Trouble with time management is a common effect of ADHD. You may frequently lose track of time, miss deadlines, procrastinate, underestimate how much time you need for tasks, or find yourself doing things in the wrong order. Many adults with ADHD spend so much time on one task—known as “hyperfocusing”—that nothing else gets done. These difficulties can leave you feeling frustrated and inept, and make others impatient. But, there are solutions to help you better manage your time.

Time management tips

Adults with attention deficit disorder often have a different perception of how time passes. To align your sense of time with everyone else, use the oldest trick in the book: a clock.

Become a clock-watcher. Use a wristwatch or highly visible wall or desk clock to help you keep track of time. When you start a task, make a note of the time by saying it out loud or writing it down.

Use timers. Allot yourself limited amounts of time for each task and use a timer or alarm to alert you when your time is up.
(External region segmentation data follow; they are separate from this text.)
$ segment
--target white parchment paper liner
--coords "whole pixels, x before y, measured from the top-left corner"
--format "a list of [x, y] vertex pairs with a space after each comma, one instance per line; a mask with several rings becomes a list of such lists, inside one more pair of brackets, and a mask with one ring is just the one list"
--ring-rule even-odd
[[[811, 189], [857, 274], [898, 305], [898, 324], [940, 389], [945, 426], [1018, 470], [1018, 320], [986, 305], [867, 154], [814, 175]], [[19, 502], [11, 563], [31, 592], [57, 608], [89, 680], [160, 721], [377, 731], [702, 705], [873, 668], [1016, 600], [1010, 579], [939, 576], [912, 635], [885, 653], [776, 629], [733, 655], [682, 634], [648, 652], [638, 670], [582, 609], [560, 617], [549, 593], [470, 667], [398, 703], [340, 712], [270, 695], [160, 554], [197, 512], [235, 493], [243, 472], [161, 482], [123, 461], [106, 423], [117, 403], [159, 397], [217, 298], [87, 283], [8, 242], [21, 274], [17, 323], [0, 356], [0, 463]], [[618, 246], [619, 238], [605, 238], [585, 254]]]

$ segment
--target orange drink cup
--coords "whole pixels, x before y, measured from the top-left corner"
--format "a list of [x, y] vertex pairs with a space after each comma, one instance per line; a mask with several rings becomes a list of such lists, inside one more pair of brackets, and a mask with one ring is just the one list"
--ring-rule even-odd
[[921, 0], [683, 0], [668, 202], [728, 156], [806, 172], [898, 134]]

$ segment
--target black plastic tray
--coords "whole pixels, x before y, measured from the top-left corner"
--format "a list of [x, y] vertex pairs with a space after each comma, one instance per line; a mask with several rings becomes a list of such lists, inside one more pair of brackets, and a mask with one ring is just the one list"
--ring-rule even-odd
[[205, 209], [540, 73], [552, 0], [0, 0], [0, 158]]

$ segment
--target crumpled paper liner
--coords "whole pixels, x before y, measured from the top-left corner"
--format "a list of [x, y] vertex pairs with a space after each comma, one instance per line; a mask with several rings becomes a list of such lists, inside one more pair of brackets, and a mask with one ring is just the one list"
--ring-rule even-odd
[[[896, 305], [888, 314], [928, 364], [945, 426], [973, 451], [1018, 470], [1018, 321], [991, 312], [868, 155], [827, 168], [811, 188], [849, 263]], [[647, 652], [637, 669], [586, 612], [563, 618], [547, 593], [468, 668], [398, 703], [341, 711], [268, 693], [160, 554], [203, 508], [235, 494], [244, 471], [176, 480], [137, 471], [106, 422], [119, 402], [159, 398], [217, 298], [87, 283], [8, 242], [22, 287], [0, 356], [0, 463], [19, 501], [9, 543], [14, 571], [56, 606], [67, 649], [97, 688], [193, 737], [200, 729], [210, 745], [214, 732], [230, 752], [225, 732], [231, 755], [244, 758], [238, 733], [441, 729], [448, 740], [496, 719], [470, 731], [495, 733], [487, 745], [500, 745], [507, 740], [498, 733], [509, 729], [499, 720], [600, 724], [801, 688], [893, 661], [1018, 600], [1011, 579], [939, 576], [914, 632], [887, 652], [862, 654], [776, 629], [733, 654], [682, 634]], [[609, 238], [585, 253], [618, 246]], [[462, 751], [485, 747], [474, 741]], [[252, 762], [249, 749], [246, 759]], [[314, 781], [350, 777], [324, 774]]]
For longer tasks, consider setting an alarm to go off at regular intervals to keep you productive and aware of how much time is going by.

Give yourself more time than you think you need. Adults with ADHD are notoriously bad at estimating how long it will take to do something. For every thirty minutes of time you think it will take you to get someplace or complete a task, give yourself a cushion by adding ten minutes.

Plan to be early and set up reminders. Write down appointments for fifteen minutes earlier than they really are. Set up reminders to ensure you leave on time and make sure you have everything you need ahead of time so you’re not frantically looking for your keys or phone when it’s time to go.

Prioritization tips

Because adults with ADHD often struggle with impulse control and jump from one subject to another, completing tasks can be difficult and large projects can seem overwhelming. To overcome this:

Decide what to tackle first. Ask yourself what the most important task is that you need to accomplish, and then order your other priorities after that one.

Take things one at a time. Break down large projects or jobs into smaller, manageable steps.

Stay on task. Avoid getting sidetracked by sticking to your schedule, using a timer to enforce it if necessary.

Learn to say no

Impulsiveness can lead adults with ADHD to agree to too many projects at work or make too many social engagements. But a jam-packed schedule can leave you feeling overwhelmed, overtired, and affect the quality of your work. Saying no to certain commitments may improve your ability to accomplish tasks, keep social dates, and live a healthier lifestyle. Check your schedule first before agreeing to something new.